Maynard's Almain

  1. Martin Jonas
    Martin Jonas
    This is a very obscure piece of music, by a very obscure English renaissance composer. It is attributed to John Maynard (c. 1577 to after 1614). Oxford University Press has this to say about the composer and the piece:

    "Maynard, John

    (b St Albans, Herts., bap. 5 Jan 1577; d after 1614). English lutenist, composer and lyra viol player. In his XII Wonders of the World (London, 1611) he described himself as ‘Lutenist at the most famous Schoole of St Julians in Hartfordshire’. St Julians, originally built as a leper hospital, is just outside the old city of St Albans, in the parish of St Michael. No other record has come to light of its being a school, but the house was ‘in the occupation of John Maynard’ in 1613 and 1614. (...)

    Apart from The XII Wonders very little of Maynard’s music survives. An organ ‘Voluntary’ turns out to be a transcription of ‘The Maid’ from the songbook. ‘Maynard’s Almain’ in a collection of masque music (and actually a coranto) may well refer to the composer’s cousin, a courtier who danced in several Stuart masques.

    So, it's either by John Maynard or by his cousin, and in any case it's a coranto and not an almain. I'm glad we have that cleared up.

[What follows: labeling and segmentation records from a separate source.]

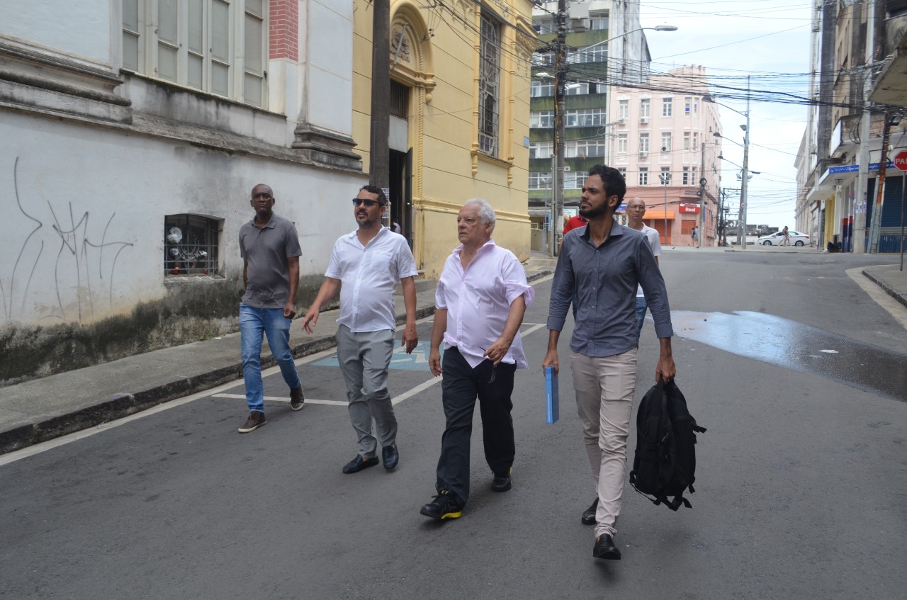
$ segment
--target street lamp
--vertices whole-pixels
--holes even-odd
[[[555,174],[554,174],[554,187],[557,189],[557,201],[554,207],[554,215],[556,218],[556,222],[561,223],[563,221],[563,198],[564,198],[564,113],[567,111],[566,103],[566,93],[564,90],[565,83],[567,82],[567,53],[566,53],[566,41],[567,41],[567,24],[566,24],[566,2],[565,0],[560,0],[558,3],[558,39],[557,39],[557,51],[554,54],[554,154],[555,154]],[[635,34],[639,31],[651,30],[651,31],[677,31],[675,25],[661,24],[656,25],[655,27],[637,27],[636,29],[631,29],[628,32],[624,32],[614,37],[610,37],[607,40],[602,40],[601,42],[597,42],[588,46],[576,49],[572,53],[575,55],[579,53],[589,50],[590,48],[594,48],[596,46],[600,46],[604,44],[608,44],[612,40],[629,35],[630,34]]]
[[[743,136],[743,177],[740,183],[740,249],[746,249],[746,182],[749,180],[749,75],[746,76],[746,112],[740,112],[736,109],[732,109],[726,104],[717,102],[712,98],[711,94],[706,94],[702,97],[702,101],[705,102],[712,102],[715,104],[720,104],[726,109],[734,111],[737,114],[746,117],[746,124],[741,125],[740,129],[744,131]],[[716,131],[713,135],[717,138],[721,138],[727,140],[723,135]],[[736,142],[734,142],[736,143]],[[737,144],[738,146],[740,144]]]

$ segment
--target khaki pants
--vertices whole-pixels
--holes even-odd
[[[599,494],[595,536],[614,536],[627,476],[627,435],[636,390],[634,348],[590,358],[571,352],[571,368],[582,440]]]

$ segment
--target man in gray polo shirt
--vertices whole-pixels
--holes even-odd
[[[296,315],[299,286],[299,236],[291,221],[272,211],[274,192],[263,183],[252,188],[255,218],[239,227],[242,283],[246,294],[239,304],[242,376],[246,382],[249,418],[239,433],[254,431],[265,419],[261,384],[261,342],[268,335],[280,373],[290,389],[290,408],[302,409],[302,382],[289,349],[289,325]]]
[[[665,282],[646,237],[614,220],[627,184],[616,169],[589,171],[580,201],[585,228],[571,231],[551,282],[548,352],[542,365],[559,368],[558,339],[574,292],[579,296],[571,369],[583,441],[598,498],[596,558],[619,559],[614,545],[627,471],[627,435],[636,388],[637,285],[642,285],[660,344],[655,379],[674,378],[670,308]],[[592,507],[590,508],[591,509]]]

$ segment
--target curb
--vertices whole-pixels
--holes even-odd
[[[415,311],[415,318],[422,319],[434,314],[434,305],[423,306]],[[405,323],[406,316],[397,315],[397,323]],[[294,358],[308,356],[336,346],[334,335],[324,335],[307,340],[290,347]],[[261,355],[261,369],[277,364],[270,353]],[[0,454],[13,452],[34,444],[47,441],[76,431],[128,417],[158,404],[177,398],[210,390],[223,383],[242,378],[242,361],[195,377],[186,377],[166,382],[147,390],[119,393],[97,404],[67,414],[45,418],[36,423],[0,431]]]
[[[870,273],[866,269],[863,269],[863,274],[864,276],[866,276],[869,278],[870,281],[877,284],[879,285],[879,287],[881,287],[882,289],[883,289],[885,291],[885,294],[887,294],[888,295],[892,296],[892,298],[894,298],[895,300],[897,300],[898,302],[900,302],[904,306],[907,306],[907,295],[901,294],[896,289],[894,289],[894,287],[891,284],[889,284],[888,282],[886,282],[884,279],[883,279],[881,277],[877,277],[876,276],[873,275],[872,273]]]

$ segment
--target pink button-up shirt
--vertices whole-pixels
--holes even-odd
[[[483,353],[504,331],[510,306],[521,295],[526,306],[532,304],[535,290],[526,282],[526,272],[513,253],[487,241],[475,257],[463,268],[460,246],[444,263],[434,294],[434,305],[447,311],[444,350],[456,346],[473,369],[485,358]],[[503,363],[525,369],[520,333],[513,337]]]

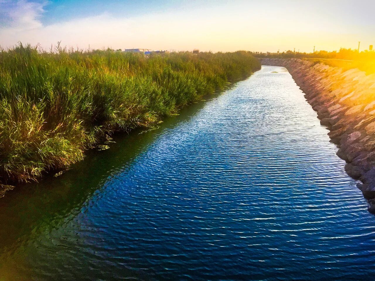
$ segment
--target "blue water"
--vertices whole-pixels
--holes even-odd
[[[48,188],[22,191],[21,203],[11,194],[0,205],[0,273],[372,280],[375,218],[327,132],[287,71],[264,66],[158,129],[119,139]],[[22,218],[7,220],[17,211]]]

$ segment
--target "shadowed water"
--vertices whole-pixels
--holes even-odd
[[[0,199],[0,276],[372,280],[374,217],[327,132],[264,66]]]

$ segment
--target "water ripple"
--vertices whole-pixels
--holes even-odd
[[[78,215],[26,246],[18,269],[38,280],[369,280],[374,217],[327,133],[289,73],[264,66],[156,133]]]

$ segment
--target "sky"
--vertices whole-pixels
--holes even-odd
[[[375,0],[0,0],[0,46],[300,52],[375,45]]]

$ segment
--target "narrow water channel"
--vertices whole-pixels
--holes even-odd
[[[0,199],[0,280],[372,280],[375,217],[287,71]]]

    This arrangement is a duet between a high and low voice, in a setting by Steven Hendricks at:

    Link to PDF sheet music

    I have played the high part in unison on my "Baroq-ulele" bowlback soprano ukulele/lute (retuned in fifths, GDAE) and my 1915 Luigi Embergher bowlback mandolin, and the low part on tenor guitar, also tuned GDAE.

  2. themelodist79
    That's a lovely tune, Martin.
    I'm really curious about your Baroq-ulele. Do you play it with a pick or fingerstyle? I can't find much on the web as far as its history. Do you happen to know more about it?


  3. Martin Jonas
    Martin Jonas
    Hi Dario,

    the Baroq-uele is a slightly naff brand name for a modern instrument styled to resemble a renaissance lute but sold in the sizes and tunings of the modern ukulele. You can buy them in soprano, concert and tenor size (no baritone, unfortunately). Mine is a soprano, and as it has much the same scale length as a mandolin, I have retuned it in fifths, GDAE. In this setup, it's effectively the same as a 19th century Brescian (or Cremonese) mandolin, which was also a four-string gut-strung bowlback instrument. It's also very similar to the mandore, a 4- or 5-string 17th century soprano lute. So, I use it for lute music and it matches the sound pretty well. I play it with a pick, not with fingers, although I would probably be closer to the lute sound if I tried finger picking.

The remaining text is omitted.